Misschien gaat het daarbij tóch om een puur-Nederlands fenomeen. Wat dat betreft is de visie van de Amerikaanse historicus James Kennedy interessant. Deze hoogleraar Nieuwste geschiedenis aan de Amsterdamse Vrije Universiteit legt een verband met het sterke Nederlandse verlangen naar consensus. Dit verlangen staat volgens hem het debat in de weg en stimuleert een collectief geheugenverlies. Zoals in de jaren zestig Nederland in korte tijd transformeerde van een conservatief land in een modern, open en tolerante natie zo voltrok zich de af afgelopen jaren het tegenovergestelde. "Dit opmerkelijke gedrag", zo betoogt Kennedy, "kan grotendeels worden gezien als een neveneffect van de Nederlandse consensuscultuur, waarin overeenstemming over de algemene richting van de maatschappij als uiterst belangrijk geldt. Als een bepaalde consensus tot stand is gekomen in Nederland, is het erg moeilijk om kritiek te leveren; mensen zijn niet langer echt geïnteresseerd in filosofische discussies over de grondslagen en de dieper liggende kwesties die nu door de consensus beslecht zijn. Deze algehele overeenstemming moedigt de discussie ook niet aan."
(...)
"En de beschermers van de oude orde, verrast door de felheid van de tegenreactie, gooien prompt hun oude principes overboord en omarmen de nieuwe ideeën. Niet zonder eigen inbreng natuurlijk, want Nederlandse elites matigen alles wat zij aanraken. Maar `door de bocht' gaan ze toch."
(...)
Tot zover James Kennedy.

Het klopt inderdaad dat bepaalde sentimenten in korte tijd massaal worden geaccepteerd.
Dat gebeurt op tal van terreinen.
We gaan met z'n allen uit ons dak bij Oranje.
Totdat het fout gaat. Dan vinden we met z'n allen weer dat Dick Advocaat moet opstappen.
En toen André Hazes plotseling stierf, bleken we allemaal opeens de grootste fan van deze zanger.
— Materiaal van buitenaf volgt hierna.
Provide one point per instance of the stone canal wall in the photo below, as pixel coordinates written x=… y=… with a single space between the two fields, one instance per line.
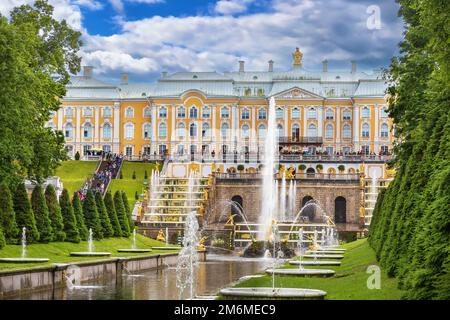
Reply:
x=14 y=282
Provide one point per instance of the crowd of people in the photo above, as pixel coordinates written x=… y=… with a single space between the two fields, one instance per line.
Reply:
x=108 y=169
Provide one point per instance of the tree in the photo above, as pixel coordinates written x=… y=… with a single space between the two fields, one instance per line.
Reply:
x=69 y=219
x=38 y=55
x=91 y=215
x=54 y=211
x=121 y=214
x=110 y=208
x=7 y=215
x=128 y=212
x=40 y=210
x=107 y=229
x=78 y=212
x=24 y=214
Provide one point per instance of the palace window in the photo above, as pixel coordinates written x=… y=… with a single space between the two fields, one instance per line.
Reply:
x=87 y=130
x=279 y=113
x=205 y=130
x=312 y=113
x=262 y=114
x=162 y=130
x=384 y=133
x=206 y=114
x=346 y=115
x=365 y=113
x=193 y=113
x=147 y=112
x=224 y=113
x=329 y=131
x=181 y=112
x=224 y=130
x=107 y=112
x=107 y=131
x=68 y=131
x=181 y=129
x=129 y=113
x=163 y=112
x=347 y=131
x=365 y=133
x=129 y=131
x=193 y=130
x=245 y=114
x=245 y=131
x=147 y=130
x=262 y=132
x=329 y=114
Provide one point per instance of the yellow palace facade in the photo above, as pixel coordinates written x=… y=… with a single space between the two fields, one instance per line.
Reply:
x=214 y=115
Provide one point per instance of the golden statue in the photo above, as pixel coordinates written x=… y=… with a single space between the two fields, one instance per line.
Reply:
x=161 y=236
x=201 y=243
x=297 y=55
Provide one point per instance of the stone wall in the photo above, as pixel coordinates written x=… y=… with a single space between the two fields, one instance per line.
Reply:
x=325 y=191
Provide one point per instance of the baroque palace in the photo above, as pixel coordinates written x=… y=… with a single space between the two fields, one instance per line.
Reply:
x=208 y=113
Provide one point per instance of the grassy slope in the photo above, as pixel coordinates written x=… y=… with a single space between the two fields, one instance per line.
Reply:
x=350 y=281
x=129 y=185
x=73 y=173
x=58 y=252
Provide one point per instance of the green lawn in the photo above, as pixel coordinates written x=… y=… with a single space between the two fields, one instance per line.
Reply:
x=349 y=283
x=128 y=184
x=74 y=173
x=58 y=252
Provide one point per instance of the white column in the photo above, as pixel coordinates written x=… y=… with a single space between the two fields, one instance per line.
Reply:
x=116 y=130
x=356 y=128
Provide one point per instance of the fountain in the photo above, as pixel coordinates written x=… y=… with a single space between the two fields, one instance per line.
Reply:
x=134 y=248
x=90 y=252
x=188 y=257
x=23 y=258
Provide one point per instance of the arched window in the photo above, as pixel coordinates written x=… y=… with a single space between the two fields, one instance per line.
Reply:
x=365 y=113
x=68 y=130
x=347 y=131
x=279 y=112
x=384 y=130
x=107 y=131
x=329 y=114
x=147 y=112
x=224 y=128
x=87 y=130
x=193 y=113
x=162 y=130
x=129 y=113
x=279 y=130
x=181 y=112
x=206 y=112
x=147 y=130
x=245 y=114
x=181 y=129
x=346 y=115
x=205 y=130
x=329 y=131
x=245 y=131
x=224 y=113
x=129 y=131
x=365 y=133
x=340 y=210
x=262 y=114
x=163 y=112
x=312 y=130
x=193 y=130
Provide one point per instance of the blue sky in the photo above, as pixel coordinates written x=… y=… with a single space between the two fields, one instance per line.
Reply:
x=146 y=37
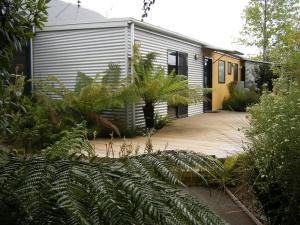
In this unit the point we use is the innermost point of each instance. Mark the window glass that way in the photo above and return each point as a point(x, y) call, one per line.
point(221, 71)
point(229, 68)
point(182, 64)
point(178, 62)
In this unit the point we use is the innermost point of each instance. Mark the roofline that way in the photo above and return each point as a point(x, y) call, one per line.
point(234, 53)
point(165, 31)
point(124, 22)
point(73, 26)
point(120, 22)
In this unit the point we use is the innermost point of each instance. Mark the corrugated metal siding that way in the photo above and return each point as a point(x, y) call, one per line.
point(151, 41)
point(64, 53)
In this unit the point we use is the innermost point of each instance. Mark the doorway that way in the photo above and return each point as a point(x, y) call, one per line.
point(207, 83)
point(178, 62)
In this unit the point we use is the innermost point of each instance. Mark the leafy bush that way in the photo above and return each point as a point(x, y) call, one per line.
point(274, 148)
point(160, 121)
point(239, 98)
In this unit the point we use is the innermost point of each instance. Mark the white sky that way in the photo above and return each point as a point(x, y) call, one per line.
point(217, 22)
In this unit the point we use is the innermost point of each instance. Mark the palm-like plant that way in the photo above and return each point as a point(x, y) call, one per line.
point(129, 190)
point(91, 96)
point(152, 85)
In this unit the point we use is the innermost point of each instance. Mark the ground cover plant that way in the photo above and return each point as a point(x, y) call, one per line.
point(66, 184)
point(239, 98)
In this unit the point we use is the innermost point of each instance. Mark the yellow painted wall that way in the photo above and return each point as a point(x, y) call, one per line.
point(220, 90)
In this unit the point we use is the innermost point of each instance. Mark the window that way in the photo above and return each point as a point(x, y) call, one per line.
point(236, 72)
point(178, 62)
point(229, 68)
point(221, 71)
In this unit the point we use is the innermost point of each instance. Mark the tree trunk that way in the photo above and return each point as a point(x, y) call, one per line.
point(148, 110)
point(265, 38)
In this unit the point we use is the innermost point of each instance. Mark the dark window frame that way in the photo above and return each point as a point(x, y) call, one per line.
point(178, 54)
point(229, 68)
point(221, 82)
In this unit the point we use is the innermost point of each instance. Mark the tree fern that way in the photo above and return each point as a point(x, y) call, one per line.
point(153, 85)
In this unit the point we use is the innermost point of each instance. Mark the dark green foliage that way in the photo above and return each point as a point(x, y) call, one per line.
point(17, 18)
point(239, 98)
point(153, 85)
point(160, 121)
point(274, 148)
point(129, 190)
point(72, 143)
point(90, 98)
point(146, 8)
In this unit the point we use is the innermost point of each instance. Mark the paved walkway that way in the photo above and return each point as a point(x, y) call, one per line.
point(210, 133)
point(221, 204)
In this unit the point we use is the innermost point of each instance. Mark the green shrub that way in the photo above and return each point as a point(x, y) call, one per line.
point(239, 98)
point(142, 189)
point(274, 147)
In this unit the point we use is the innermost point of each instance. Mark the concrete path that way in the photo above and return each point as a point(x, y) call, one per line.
point(221, 204)
point(210, 133)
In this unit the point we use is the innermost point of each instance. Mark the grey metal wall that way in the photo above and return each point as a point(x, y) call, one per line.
point(153, 41)
point(64, 53)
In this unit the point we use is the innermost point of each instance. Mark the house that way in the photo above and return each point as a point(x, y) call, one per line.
point(76, 39)
point(221, 67)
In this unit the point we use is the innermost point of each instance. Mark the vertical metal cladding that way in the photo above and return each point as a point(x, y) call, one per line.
point(63, 53)
point(162, 44)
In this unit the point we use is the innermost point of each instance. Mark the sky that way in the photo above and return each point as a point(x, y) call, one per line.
point(217, 22)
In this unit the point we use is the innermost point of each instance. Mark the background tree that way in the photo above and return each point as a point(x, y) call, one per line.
point(146, 8)
point(17, 18)
point(266, 22)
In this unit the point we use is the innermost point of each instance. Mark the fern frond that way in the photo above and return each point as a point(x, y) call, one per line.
point(130, 190)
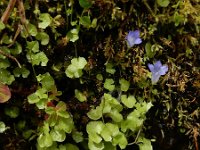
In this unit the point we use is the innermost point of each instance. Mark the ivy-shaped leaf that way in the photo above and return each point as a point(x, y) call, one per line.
point(74, 70)
point(128, 102)
point(45, 19)
point(80, 96)
point(32, 29)
point(38, 58)
point(72, 35)
point(46, 80)
point(45, 140)
point(6, 77)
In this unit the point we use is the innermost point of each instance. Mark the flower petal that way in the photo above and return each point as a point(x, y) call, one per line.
point(155, 77)
point(151, 68)
point(135, 33)
point(163, 70)
point(157, 65)
point(138, 41)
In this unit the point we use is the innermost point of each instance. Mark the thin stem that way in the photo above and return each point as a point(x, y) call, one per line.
point(11, 57)
point(149, 8)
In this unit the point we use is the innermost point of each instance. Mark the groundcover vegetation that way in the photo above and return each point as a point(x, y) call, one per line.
point(99, 74)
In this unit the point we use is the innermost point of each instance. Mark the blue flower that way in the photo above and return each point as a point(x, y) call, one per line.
point(133, 38)
point(157, 69)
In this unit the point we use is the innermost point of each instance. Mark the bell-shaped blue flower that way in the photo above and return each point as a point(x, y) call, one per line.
point(133, 38)
point(157, 69)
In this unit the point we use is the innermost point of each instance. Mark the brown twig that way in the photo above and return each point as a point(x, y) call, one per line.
point(11, 57)
point(8, 10)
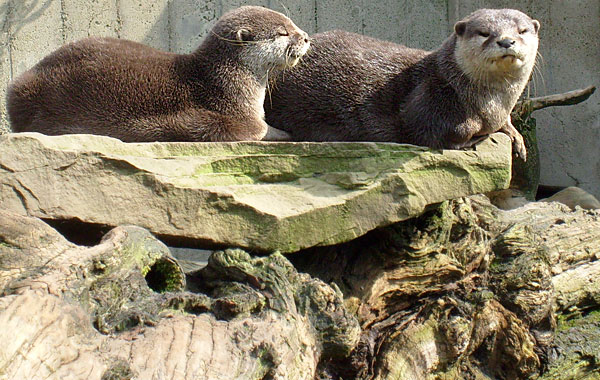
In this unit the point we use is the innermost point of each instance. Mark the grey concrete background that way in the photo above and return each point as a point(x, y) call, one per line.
point(569, 137)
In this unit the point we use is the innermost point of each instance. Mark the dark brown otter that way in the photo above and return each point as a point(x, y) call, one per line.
point(133, 92)
point(352, 87)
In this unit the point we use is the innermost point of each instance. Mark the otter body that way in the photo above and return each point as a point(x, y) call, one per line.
point(136, 93)
point(352, 87)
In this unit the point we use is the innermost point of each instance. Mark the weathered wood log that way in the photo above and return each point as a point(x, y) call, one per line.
point(464, 291)
point(527, 106)
point(526, 174)
point(118, 311)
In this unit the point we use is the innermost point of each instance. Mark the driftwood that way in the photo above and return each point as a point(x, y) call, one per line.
point(527, 106)
point(526, 174)
point(465, 291)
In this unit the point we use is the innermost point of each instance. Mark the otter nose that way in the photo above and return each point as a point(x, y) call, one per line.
point(506, 43)
point(305, 37)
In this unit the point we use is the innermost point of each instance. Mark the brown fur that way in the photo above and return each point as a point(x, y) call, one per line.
point(352, 87)
point(133, 92)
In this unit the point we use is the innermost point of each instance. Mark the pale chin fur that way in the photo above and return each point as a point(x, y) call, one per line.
point(265, 56)
point(492, 65)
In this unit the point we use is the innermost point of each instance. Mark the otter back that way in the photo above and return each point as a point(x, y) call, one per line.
point(133, 92)
point(352, 87)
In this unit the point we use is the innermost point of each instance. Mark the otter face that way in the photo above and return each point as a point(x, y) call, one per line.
point(267, 39)
point(496, 44)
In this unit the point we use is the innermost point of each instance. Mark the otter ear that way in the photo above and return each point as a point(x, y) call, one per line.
point(243, 34)
point(460, 27)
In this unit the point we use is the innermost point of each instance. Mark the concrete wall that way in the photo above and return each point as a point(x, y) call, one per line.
point(569, 136)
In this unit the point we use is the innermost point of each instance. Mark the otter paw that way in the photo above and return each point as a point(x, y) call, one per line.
point(519, 147)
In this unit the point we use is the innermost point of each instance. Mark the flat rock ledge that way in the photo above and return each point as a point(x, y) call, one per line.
point(257, 195)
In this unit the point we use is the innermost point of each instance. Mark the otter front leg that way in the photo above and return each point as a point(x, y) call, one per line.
point(516, 138)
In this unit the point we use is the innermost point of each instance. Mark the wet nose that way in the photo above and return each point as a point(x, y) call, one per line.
point(506, 43)
point(304, 35)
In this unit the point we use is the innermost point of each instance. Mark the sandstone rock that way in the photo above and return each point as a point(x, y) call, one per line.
point(264, 196)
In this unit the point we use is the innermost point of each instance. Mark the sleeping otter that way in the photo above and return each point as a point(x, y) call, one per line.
point(133, 92)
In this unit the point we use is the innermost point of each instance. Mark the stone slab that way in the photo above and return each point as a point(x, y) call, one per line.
point(256, 195)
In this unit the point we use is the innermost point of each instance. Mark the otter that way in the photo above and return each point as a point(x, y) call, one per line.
point(136, 93)
point(351, 87)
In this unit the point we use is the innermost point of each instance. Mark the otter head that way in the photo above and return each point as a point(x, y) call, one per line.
point(496, 45)
point(265, 39)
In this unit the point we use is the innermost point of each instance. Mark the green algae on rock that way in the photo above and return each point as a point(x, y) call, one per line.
point(258, 195)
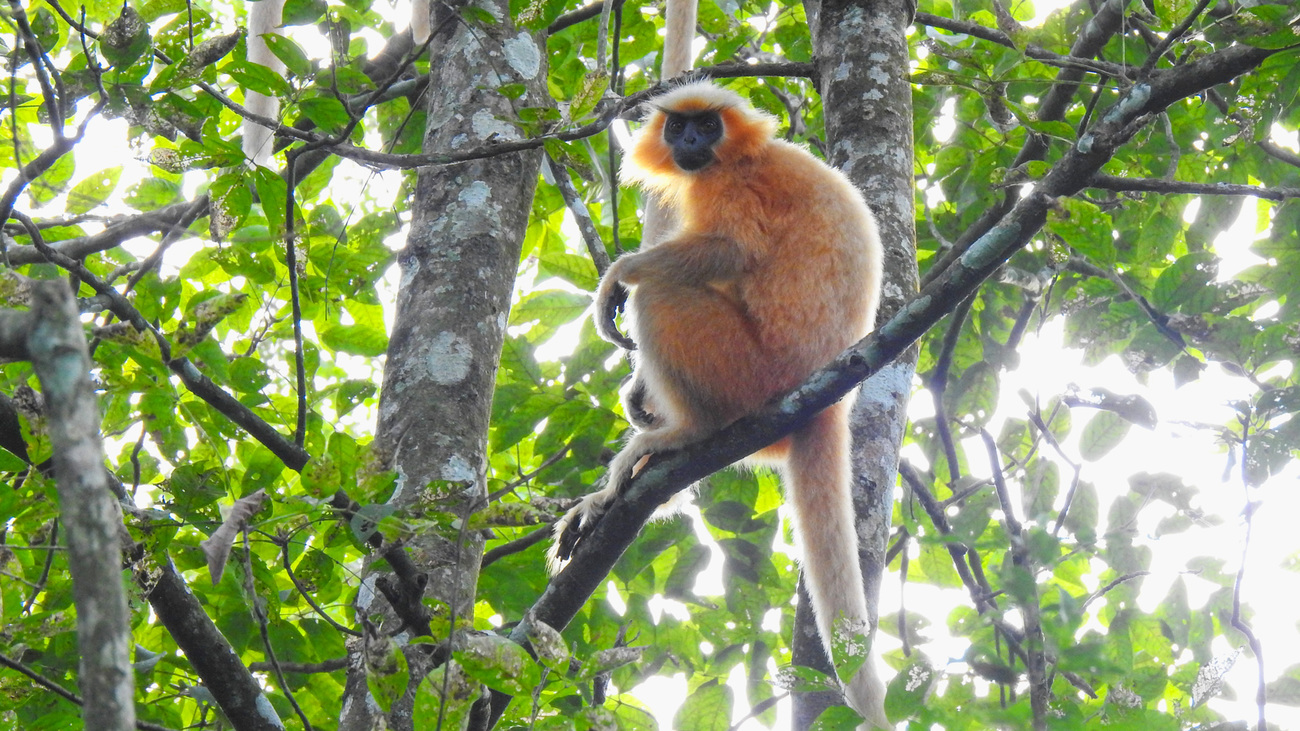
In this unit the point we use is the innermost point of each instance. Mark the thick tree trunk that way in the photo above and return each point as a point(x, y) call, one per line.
point(458, 272)
point(862, 63)
point(87, 509)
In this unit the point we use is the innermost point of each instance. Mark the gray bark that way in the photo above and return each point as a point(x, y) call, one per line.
point(458, 272)
point(57, 347)
point(862, 61)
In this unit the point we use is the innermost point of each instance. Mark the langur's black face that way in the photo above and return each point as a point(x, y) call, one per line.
point(692, 138)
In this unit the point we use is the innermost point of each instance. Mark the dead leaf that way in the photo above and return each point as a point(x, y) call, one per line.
point(216, 549)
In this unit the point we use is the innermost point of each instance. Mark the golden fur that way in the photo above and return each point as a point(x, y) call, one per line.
point(772, 271)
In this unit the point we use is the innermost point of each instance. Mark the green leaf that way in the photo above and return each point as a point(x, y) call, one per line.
point(92, 191)
point(294, 59)
point(326, 112)
point(706, 709)
point(152, 194)
point(356, 340)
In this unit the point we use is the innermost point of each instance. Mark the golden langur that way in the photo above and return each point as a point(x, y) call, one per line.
point(772, 269)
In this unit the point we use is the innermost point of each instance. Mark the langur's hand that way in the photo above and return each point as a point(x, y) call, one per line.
point(610, 298)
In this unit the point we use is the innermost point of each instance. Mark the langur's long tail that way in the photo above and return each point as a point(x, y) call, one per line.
point(264, 16)
point(818, 485)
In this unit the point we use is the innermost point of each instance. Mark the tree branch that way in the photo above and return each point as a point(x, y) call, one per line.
point(668, 472)
point(1036, 52)
point(60, 358)
point(1175, 187)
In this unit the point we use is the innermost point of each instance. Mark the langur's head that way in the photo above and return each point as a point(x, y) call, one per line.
point(692, 129)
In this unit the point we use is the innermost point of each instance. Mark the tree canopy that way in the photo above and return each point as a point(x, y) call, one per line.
point(342, 398)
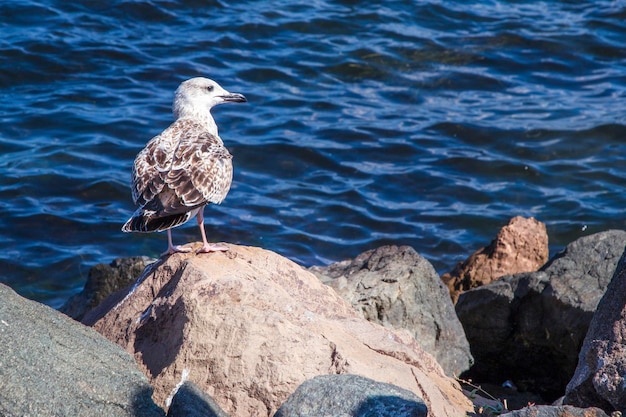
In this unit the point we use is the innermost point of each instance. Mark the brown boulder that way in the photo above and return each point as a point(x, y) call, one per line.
point(397, 288)
point(520, 246)
point(249, 326)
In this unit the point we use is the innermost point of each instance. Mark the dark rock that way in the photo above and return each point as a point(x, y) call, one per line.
point(396, 287)
point(102, 281)
point(351, 396)
point(529, 327)
point(556, 411)
point(600, 376)
point(520, 246)
point(51, 365)
point(191, 401)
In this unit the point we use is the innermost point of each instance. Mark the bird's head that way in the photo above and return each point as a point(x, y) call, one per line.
point(196, 96)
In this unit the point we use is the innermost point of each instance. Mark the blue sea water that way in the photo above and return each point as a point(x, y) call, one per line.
point(424, 123)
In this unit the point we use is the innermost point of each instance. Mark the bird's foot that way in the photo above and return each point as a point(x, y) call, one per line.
point(212, 247)
point(176, 249)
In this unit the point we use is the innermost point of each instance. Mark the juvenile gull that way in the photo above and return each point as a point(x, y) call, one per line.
point(185, 167)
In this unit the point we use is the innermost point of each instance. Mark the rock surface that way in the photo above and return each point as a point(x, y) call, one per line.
point(351, 396)
point(102, 281)
point(520, 246)
point(397, 288)
point(250, 326)
point(51, 365)
point(556, 411)
point(191, 401)
point(600, 376)
point(529, 327)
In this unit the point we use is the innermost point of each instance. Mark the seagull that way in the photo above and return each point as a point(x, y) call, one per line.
point(185, 167)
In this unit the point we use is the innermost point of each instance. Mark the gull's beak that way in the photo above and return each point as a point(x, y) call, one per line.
point(234, 98)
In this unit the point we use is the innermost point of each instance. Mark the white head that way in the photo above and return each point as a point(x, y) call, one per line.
point(195, 97)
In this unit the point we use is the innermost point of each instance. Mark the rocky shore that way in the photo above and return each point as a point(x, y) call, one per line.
point(249, 333)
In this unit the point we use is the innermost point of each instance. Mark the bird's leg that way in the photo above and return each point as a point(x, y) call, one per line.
point(171, 248)
point(206, 246)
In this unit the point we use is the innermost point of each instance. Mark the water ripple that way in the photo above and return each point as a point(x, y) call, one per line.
point(418, 123)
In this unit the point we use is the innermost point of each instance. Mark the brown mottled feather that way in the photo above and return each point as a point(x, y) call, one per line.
point(181, 169)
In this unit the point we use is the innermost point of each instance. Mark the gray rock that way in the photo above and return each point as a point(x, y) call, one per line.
point(600, 376)
point(191, 401)
point(556, 411)
point(102, 281)
point(351, 396)
point(396, 287)
point(529, 327)
point(51, 365)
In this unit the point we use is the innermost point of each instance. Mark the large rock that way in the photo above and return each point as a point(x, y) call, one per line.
point(190, 401)
point(520, 246)
point(249, 326)
point(600, 376)
point(556, 411)
point(529, 327)
point(51, 365)
point(351, 396)
point(396, 287)
point(104, 280)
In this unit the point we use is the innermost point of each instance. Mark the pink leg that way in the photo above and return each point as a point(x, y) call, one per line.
point(206, 246)
point(170, 246)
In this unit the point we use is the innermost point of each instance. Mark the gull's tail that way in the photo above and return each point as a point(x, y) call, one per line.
point(145, 221)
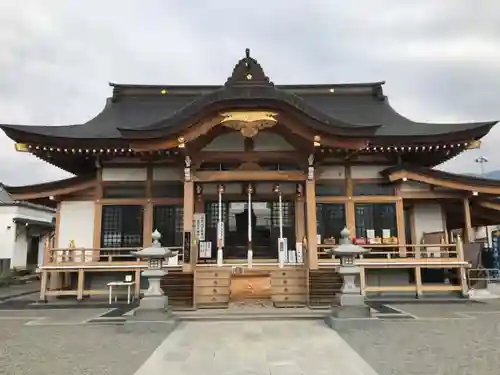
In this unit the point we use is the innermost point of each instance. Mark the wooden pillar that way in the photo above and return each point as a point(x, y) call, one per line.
point(468, 236)
point(54, 279)
point(445, 225)
point(97, 216)
point(462, 272)
point(188, 223)
point(81, 284)
point(312, 242)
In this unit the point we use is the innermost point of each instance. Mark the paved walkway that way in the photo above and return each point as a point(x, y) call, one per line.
point(240, 348)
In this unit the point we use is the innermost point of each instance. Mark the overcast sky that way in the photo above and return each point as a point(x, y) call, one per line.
point(440, 58)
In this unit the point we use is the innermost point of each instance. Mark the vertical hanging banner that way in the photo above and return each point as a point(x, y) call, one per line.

Nederland is nu dus al enkele jaren een land in verwarring. En dat is volgens mij ook een weerslag op onze `gouden fin du siecle'. Want in die periode liggen de wortels van deze verwarring. De economie floreerde; de consumptie nam toe tot in het absurde. Nederland speelde luilekkerland.
Met lange files naar de woonmalls.
Met aannemers die dag en nacht keukens en badkamers verbouwden. Met tweede en derde vakanties. (En tussendoor dan nog een stedentripje.)
Met dagelijks vers ingevlogen Italiaanse lamsham in de delicatessenwinkels.
Met wekelijks wel ergens de opening van een nieuw, nog trendy-er restaurantje.

Toen, toen begon er iets te knagen.
Er ontstond een gevoel van: is dit nou alles?
Er ontstond een gevoel van: we zijn wel rijk, maar zijn we eigenlijk wel gelukkig?
En vooral: worden we wel gelukkiger als we nóg meer consumeren.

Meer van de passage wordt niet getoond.